The Kenyan elections leave little room for dispute. All of the major polls leading up to the election showed Raila Odinga well ahead of Kibaki. The government reported on its official website that Odinga had won in four of the eight regions of the country, and a close race was shaping up in the Central Province and Eastern Province. No sooner had Kenya’s electoral commissioners awarded the election to Kibaki that they had to rescind it. They simply could not ignore the overwhelming evidence of election fraud. Frustrated and embarrassed, Samuel Kivuitu, the head of the elections commission, announced to Kenyans and a shocked world, “I do not know whether Kibaki won the election!” That statement sent the U.S. into a tailspin. The premature congratulations to Kibaki had to be withdrawn. EU Observers delivered a report that documented all sorts of election irregularities.
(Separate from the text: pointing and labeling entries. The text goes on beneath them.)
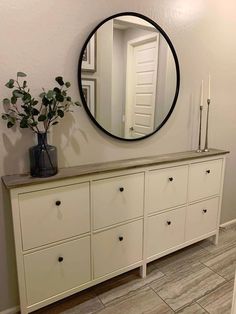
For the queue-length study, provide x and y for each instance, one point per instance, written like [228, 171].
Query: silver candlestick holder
[206, 149]
[199, 150]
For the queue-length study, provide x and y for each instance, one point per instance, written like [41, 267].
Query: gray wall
[44, 38]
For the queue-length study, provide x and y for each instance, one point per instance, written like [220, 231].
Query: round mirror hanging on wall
[128, 76]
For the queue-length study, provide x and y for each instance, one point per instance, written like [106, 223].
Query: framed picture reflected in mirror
[89, 56]
[89, 92]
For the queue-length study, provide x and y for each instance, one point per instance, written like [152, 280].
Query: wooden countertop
[19, 180]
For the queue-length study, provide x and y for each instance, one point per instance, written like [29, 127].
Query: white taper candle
[201, 102]
[209, 86]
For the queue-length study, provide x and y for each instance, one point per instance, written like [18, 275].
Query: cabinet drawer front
[204, 179]
[201, 218]
[167, 188]
[117, 248]
[47, 274]
[117, 199]
[54, 214]
[165, 231]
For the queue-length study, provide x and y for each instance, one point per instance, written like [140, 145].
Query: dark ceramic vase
[43, 158]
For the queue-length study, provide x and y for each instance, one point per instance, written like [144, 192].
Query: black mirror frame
[176, 65]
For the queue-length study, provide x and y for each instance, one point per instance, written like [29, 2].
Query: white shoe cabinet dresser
[93, 222]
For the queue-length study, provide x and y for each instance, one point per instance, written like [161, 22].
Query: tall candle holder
[206, 149]
[199, 150]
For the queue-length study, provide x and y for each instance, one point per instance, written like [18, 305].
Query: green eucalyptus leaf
[42, 117]
[34, 111]
[26, 98]
[51, 114]
[10, 124]
[34, 123]
[5, 116]
[10, 83]
[57, 90]
[60, 113]
[26, 109]
[59, 97]
[21, 74]
[59, 80]
[50, 94]
[34, 102]
[42, 94]
[18, 94]
[13, 100]
[45, 101]
[24, 123]
[6, 101]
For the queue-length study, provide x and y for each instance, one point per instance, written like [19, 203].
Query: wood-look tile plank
[85, 302]
[223, 263]
[182, 288]
[145, 301]
[192, 309]
[227, 240]
[219, 300]
[181, 259]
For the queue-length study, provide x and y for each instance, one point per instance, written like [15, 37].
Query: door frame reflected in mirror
[80, 71]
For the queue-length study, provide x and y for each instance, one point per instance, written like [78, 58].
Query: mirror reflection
[128, 77]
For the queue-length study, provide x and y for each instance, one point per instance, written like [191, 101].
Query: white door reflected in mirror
[135, 75]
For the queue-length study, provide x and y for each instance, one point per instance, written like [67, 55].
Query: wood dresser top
[19, 180]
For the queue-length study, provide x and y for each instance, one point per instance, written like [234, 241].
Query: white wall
[44, 38]
[118, 83]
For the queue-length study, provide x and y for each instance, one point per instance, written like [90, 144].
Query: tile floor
[196, 280]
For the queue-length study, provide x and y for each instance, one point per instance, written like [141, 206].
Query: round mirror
[128, 76]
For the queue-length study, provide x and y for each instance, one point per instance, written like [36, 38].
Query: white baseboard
[225, 224]
[12, 310]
Within days, Kibaki’s theft of the presidential election had been exposed to the world.

Misery loves company, and the troika of African dictators — Meles, Mugabe and Kibaki — now find themselves under a pall of international condemnation. None of them is willing to be held accountable to the people, or to the rule of law. They talk hypocritically about the “sovereign will of the people”, but show little regard for the people’s voices at the polls. The voice of Kenyan voters did not matter to Kibaki last month, as the voice of the Ethiopian people did not matter to Meles three years ago in Ethiopia. Massive turnout of voters did not mean much to them. Neither Kibaki nor Meles care about their peoples’ hopes for a democratic future, or a peaceful transfer of power. They care only about themselves and how they can remain in power. For Kenyans and Ethiopians alike, democratic elections have proven to be a cruel joke.

The stolen elections in Kenya — and those in Ethiopia in 2005 — once again reaffirm the views of those who have long held that the continent is destined for the yoke of tyranny. With Meles leading a squad of incorrigible and entrenched African dictators, perhaps democracy based on the consent of the governed (sovereignty of the people) is an impossibility on the continent. But that truth may be too painful for Kenyans to bear. Odinga helped Kibaki get elected five years ago by building a coalition of regional leaders and groups. Without Odinga’s support and mobilization, it was unlikely that Kibaki could have been elected president . But Odinga and the coalition that helped elect Kibaki abandoned him when Kibaki reneged on his campaign promise to limit the power of the presidency. Ironically, five years after getting Kibaki elected, Odinga had to face his own Frankenstein.

The silver lining in the dark clouds that hang over Kenya today is that Raila Odinga is the man who can “save” Kenya. He still commands substantial popular support across Kenya, and is generally viewed as the only person who could hold Kenya together and prevent its spiral into the abyss of interethnic warfare and violence. Meles’ defense of Kibaki’s honor may be motivated by prudent self-interest. If Kibaki should be forced to deal with Odinga and the opposition directly, Meles may have to explain why he can’t do the same with his opposition. If Kibaki should lose the presidency through a new election or be forced to share his powers, that will certainly send a chilling message to Meles. In any case, Kibaki will not be able to weasel his way out of the quicksand of rigged elections by violence and police killing sprees.

The people of Kenya today are angry and impatient, and Kibaki is well advised to face the truth and quickly make amends with the opposition. His other option is to wait and be consumed by the wildfire of ugly ethnic passions. The international community, contrary to Meles’ self-serving criticism, must insist on the quick restoration of full democracy, transparency and accountability in Kenya. That simply means restoration of the sovereign voice and power of the people, two things both Kibaki and Meles dread the most.